チョコレートを食べ過ぎると貧血状態になる
チョコレートの食べすぎは、糖質の取りすぎである。あるブランドのチョコレートは一袋で糖質約100gに相当するものもある。このような過剰な量の糖質を分解するためにビタミンBやCを消費してしまうため、ビタミン不足となる。
ビタミンBは、エネルギーを作るのに必要な栄養素であり、これが足りないと強い疲労を感じる。疲労を感じるだけでなく、神経の働きが損なわれて集中力が低下し、痺れや認知機能の低下、精神的な抑鬱状態、幻覚、痙攣などに発展することもある。
ビタミンCは、体内で40以上の働きをしているが、その一つは鉄の吸収促進である。つまり、ビタミンCが足りないと貧血になる。
足りなくなったビタミンBやCを食事から補うことができれば、大きな問題にはならないかもしれない。しかし、糖質の食べすぎを、菜々子のように食事を抜くことによってプラスマイナスゼロにしようとする人も少なくない。そうすると、必要な栄養素を補いきれない。そのようにして、多くの人、特に若い女性が疲れやすく、貧血の状態になっている。
欲求を抑えられない自分を認めたくない
菜々子は、糖質依存になっている可能性が高かった。本人としては、「疲労回復のため」に食べていると思っているが、それは、欲求を抑えられない自分を認めたくないので正当化しているだけだった。
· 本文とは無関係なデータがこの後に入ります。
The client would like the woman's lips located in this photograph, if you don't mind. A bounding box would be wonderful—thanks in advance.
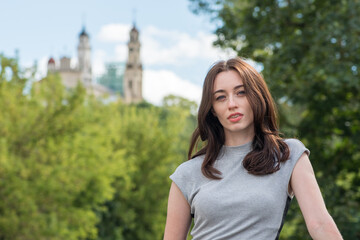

糖質依存は、砂糖中毒とも呼ばれ、病気として扱われている。1989年にアメリカのキャスリーン・デメゾン博士は、糖質が鎮痛効果を示すことを見つけた。モルヒネと同じμオピオイド受容体に結合するために、痛みを感じにくくするのだ。
それだけなら嬉しい効果だが、糖質はドーパミンの分泌を増やす。だから、甘いものを食べるとモルヒネ効果で疲れという苦痛が軽くなり、ドーパミン効果で快楽を感じるのだ。
糖質依存は、人間だけに起こるものではない。ラットに25%の糖液と固形飼料を12時間好きなだけ食べられるようにし、その後、12時間絶食にした研究がある。すると、そのラットは、糖液なしで固形飼料だけのラットに比べて10日間で2倍量のグルコースを摂取した。特に12時間絶食した後の1時間では、過剰な食欲を見せた。
ラットの脳を調べると、ドーパミンD2受容体の数が減っていた。これは、薬物依存症患者と同じ状態だ。ドーパミンが出すぎる状態では、受容体が数を減らしてしまう。受容体が少なくなったら神経のスイッチが入らないので、ドーパミンの効きが悪くなる。すると、ラットは余計にたくさん糖液を飲んでドーパミンを増やそうとする。